What were your experiences doing the action movies you did in Italy?

JOE: I went over there with this notion that I’d come back Clint Eastwood. It didn’t pan out that way. The thing is, also, I put a lot of effort into the things I do. I do the best I can do as Joe. When you get to see your work then taken in and you hear someone else’s voice on you, dubbing your voice into English when you’re right there, you’re available to do it…It bothered me. I shot all of those films over there in English so there was absolutely no reason for them to do that. So a couple of things dispirited me about my career over there, but then I had a lot of great movies I did out of France, what I call ‘my artistic films’.

One of those artistic films was Je T’aime Moi Non Plus. Serge Gainsbourg directed it, and you’ve always cited the movie as one of your favorites. Why is that?

JOE: It’s just a great little story. It was very before-its-time. I think [Serge] was striving for the look of America. We shot it in the south of France, and he tried to make it look like it was shot in Texas . It was a fun little movie to make. It came from Serge’s ideas…You have to see it.

What was the transition from European movies to American films like when you returned to the US in the eighties?

JOE: I think, after I’d stayed [in Europe] for ten years and came back to America, I was always under the impression that I’d never be able to work in America having done the Warhol films. That wasn’t the truth, you know. Sometimes our heads tell us things that have absolutely nothing to do with anything. When I came back, it was very easy for me to work here.

What was it like working on Gun Crazy? You play a pretty awful character that’s quite unlike you in real life.

JOE: To work with Drew [Barrymore] was incredible. The character was already described in the script, so there was nothing that I had to create. I just had to be there and be the opposite of what I’m normally asked to play. It was easy for me to do.

I never had a problem pretending to be something I’m not. I like to be an actor, but it’s not something I studied or anything. I’m just given a part to play and I do the best I can do to bring Joe to the part, that’s all. It began playing cowboys with my brother. To live to be sixty and still feel like, yeah, I can pretend…That’s a great thing. All the Italian people will tell you they’re all actors, pretending to be something they’re not.

It was also a nice surprise seeing you in The Limey—How was it, working with Steven Soderbergh?

JOE: He’s one person, like Paul Morrissey, who also has a specific vision…When I was reading the script, it didn’t seem like much. [Soderbergh] sits down in an editing room, though, and makes it something completely different.
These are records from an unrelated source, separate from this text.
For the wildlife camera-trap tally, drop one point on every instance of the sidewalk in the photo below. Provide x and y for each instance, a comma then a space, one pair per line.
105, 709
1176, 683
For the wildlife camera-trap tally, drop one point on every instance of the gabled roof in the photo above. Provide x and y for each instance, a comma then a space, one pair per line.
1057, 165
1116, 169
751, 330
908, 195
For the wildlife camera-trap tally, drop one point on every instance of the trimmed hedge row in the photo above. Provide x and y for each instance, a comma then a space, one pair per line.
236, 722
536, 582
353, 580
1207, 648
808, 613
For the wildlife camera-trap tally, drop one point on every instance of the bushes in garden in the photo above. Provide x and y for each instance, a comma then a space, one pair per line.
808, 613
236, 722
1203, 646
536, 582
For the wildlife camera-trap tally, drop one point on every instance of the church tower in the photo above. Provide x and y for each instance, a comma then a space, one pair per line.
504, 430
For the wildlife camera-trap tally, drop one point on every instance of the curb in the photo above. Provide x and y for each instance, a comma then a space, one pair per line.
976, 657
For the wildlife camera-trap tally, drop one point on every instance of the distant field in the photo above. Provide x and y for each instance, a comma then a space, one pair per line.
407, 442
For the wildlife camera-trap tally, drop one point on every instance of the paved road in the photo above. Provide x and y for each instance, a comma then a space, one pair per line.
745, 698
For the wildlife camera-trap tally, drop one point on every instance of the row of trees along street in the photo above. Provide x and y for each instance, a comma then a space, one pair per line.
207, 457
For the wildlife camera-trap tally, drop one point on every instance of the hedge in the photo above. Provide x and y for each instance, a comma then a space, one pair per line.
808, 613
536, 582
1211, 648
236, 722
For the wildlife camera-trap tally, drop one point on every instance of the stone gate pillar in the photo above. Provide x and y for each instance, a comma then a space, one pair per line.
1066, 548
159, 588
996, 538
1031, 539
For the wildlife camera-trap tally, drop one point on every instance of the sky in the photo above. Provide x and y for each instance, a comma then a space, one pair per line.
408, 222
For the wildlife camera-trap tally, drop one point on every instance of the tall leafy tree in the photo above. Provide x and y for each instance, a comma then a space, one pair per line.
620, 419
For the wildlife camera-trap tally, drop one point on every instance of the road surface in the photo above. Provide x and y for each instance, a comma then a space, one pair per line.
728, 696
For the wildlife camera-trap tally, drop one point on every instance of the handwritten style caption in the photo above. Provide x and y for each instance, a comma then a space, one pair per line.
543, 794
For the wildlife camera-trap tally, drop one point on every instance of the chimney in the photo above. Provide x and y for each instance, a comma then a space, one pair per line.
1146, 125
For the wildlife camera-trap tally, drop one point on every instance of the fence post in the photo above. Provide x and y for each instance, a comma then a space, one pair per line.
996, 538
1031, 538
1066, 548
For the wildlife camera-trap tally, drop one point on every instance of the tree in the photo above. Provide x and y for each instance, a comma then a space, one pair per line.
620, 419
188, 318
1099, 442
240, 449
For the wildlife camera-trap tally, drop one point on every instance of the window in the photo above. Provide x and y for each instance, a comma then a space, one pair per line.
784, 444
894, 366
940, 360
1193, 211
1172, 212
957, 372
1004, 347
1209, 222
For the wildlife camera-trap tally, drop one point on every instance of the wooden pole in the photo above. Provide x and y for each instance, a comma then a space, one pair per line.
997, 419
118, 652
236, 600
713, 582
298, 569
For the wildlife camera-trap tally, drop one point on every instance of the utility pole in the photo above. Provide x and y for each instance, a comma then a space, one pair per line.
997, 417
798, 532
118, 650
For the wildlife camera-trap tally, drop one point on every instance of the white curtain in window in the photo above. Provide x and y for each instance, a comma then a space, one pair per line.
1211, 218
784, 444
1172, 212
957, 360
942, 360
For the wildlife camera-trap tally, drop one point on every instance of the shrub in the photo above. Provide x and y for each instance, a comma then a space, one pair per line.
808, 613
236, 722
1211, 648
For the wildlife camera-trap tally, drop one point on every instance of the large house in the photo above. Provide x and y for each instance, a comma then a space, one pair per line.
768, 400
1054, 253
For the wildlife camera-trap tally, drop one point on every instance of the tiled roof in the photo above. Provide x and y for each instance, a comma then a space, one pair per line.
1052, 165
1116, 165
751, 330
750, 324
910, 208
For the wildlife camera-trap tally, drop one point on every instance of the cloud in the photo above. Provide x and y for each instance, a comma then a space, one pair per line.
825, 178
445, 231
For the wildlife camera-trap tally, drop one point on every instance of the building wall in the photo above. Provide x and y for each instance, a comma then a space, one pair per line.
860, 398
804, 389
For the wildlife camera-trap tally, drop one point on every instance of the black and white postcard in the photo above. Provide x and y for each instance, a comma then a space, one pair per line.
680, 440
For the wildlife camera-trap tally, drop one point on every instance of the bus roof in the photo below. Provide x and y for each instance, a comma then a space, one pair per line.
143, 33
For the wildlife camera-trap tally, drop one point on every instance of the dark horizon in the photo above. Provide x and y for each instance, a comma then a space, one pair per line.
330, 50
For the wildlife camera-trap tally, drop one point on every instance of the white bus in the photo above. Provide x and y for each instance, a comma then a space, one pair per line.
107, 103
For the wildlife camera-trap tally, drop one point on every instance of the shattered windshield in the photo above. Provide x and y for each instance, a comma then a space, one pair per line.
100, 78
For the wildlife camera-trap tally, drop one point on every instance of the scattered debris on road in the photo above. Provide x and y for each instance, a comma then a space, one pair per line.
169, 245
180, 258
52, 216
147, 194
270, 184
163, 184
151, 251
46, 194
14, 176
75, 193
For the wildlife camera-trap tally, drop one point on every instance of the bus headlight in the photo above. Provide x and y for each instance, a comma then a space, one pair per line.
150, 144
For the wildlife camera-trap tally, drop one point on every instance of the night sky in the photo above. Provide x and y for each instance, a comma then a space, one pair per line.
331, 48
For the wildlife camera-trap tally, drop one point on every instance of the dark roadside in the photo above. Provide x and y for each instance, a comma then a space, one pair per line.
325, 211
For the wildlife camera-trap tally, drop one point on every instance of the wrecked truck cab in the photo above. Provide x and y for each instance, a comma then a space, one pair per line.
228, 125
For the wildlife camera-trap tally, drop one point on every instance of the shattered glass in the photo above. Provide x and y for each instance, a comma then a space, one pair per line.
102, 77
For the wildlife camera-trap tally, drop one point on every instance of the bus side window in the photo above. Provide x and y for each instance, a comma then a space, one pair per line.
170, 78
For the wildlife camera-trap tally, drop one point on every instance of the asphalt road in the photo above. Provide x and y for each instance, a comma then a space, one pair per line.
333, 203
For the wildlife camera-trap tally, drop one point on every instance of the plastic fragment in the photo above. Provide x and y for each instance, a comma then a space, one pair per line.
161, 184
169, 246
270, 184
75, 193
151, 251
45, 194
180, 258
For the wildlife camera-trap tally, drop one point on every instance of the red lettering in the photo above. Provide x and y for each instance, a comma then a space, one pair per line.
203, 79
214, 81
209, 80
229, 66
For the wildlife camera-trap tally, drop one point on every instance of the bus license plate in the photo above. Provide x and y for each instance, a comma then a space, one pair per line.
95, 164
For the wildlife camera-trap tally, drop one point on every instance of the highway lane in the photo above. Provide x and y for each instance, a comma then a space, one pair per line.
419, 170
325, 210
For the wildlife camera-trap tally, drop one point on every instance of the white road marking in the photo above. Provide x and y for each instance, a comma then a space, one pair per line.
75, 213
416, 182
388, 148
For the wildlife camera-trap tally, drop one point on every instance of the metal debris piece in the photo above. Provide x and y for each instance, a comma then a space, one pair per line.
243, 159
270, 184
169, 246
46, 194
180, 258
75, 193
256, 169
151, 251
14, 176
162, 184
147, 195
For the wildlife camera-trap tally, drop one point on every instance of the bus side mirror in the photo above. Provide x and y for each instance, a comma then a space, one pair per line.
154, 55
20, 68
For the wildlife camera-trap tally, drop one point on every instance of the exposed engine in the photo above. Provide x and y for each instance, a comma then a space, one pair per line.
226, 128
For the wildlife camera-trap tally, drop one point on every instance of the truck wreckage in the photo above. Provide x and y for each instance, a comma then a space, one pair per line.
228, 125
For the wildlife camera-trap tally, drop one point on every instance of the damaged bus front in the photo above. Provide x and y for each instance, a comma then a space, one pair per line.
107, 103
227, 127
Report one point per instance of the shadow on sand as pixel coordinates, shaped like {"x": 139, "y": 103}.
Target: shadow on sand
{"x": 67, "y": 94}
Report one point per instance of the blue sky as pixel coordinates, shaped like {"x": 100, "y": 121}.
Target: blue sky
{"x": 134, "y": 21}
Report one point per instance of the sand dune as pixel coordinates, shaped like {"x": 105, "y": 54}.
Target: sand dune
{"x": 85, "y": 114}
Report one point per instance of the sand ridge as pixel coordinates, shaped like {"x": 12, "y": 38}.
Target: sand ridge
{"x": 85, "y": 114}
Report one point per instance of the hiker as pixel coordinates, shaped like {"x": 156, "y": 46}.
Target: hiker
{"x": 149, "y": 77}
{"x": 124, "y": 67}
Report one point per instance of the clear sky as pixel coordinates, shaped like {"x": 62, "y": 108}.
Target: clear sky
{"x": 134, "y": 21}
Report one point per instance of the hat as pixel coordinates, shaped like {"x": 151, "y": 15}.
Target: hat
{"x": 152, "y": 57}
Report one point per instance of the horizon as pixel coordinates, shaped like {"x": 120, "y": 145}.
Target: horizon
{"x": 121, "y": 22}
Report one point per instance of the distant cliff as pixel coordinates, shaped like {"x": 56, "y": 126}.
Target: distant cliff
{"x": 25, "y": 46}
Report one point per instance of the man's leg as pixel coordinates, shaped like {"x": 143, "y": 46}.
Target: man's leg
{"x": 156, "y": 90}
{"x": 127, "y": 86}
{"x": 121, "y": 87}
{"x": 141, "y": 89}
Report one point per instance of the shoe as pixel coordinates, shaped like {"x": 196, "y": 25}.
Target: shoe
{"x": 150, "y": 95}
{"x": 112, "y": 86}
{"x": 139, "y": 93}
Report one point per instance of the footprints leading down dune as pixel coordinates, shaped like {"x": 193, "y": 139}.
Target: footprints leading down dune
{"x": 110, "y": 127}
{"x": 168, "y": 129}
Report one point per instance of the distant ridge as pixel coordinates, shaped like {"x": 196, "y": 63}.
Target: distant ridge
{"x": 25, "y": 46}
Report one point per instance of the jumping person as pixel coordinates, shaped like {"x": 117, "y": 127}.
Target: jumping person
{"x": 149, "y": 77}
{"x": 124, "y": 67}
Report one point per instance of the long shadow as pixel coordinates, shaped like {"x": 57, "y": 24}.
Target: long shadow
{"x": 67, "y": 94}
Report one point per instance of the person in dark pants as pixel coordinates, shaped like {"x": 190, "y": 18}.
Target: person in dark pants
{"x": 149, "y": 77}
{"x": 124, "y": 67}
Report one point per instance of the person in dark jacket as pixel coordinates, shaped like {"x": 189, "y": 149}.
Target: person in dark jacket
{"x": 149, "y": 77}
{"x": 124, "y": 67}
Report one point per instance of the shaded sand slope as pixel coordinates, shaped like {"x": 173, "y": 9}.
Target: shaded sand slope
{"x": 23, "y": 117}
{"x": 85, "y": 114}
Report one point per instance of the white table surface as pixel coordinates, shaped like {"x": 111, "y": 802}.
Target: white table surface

What I had read in the script and what I had seen on the screen were two different things. He’s another director who knows what he wants and doesn’t have to tell you all about it.

You seem to have acquired a really open-minded and accepting view of alternative lifestyles and homosexuality very early on, even before your exposure to the Factory.

JOE: Twenty years ago or so, I was talking to some young people that were living where I lived, and they had that same kind of attitude that I had as a young person, that same freedom. And I thought, I never knew that that had progressed to that. I was kind of pleasantly surprised. I thought I was just peculiar and that it never caught on, but it did catch on and now a lot of people now are like I was then.

That’s a pretty impressive legacy to leave behind as an actor, and as a person.

JOE: Yeah, I think so. I didn’t expect it!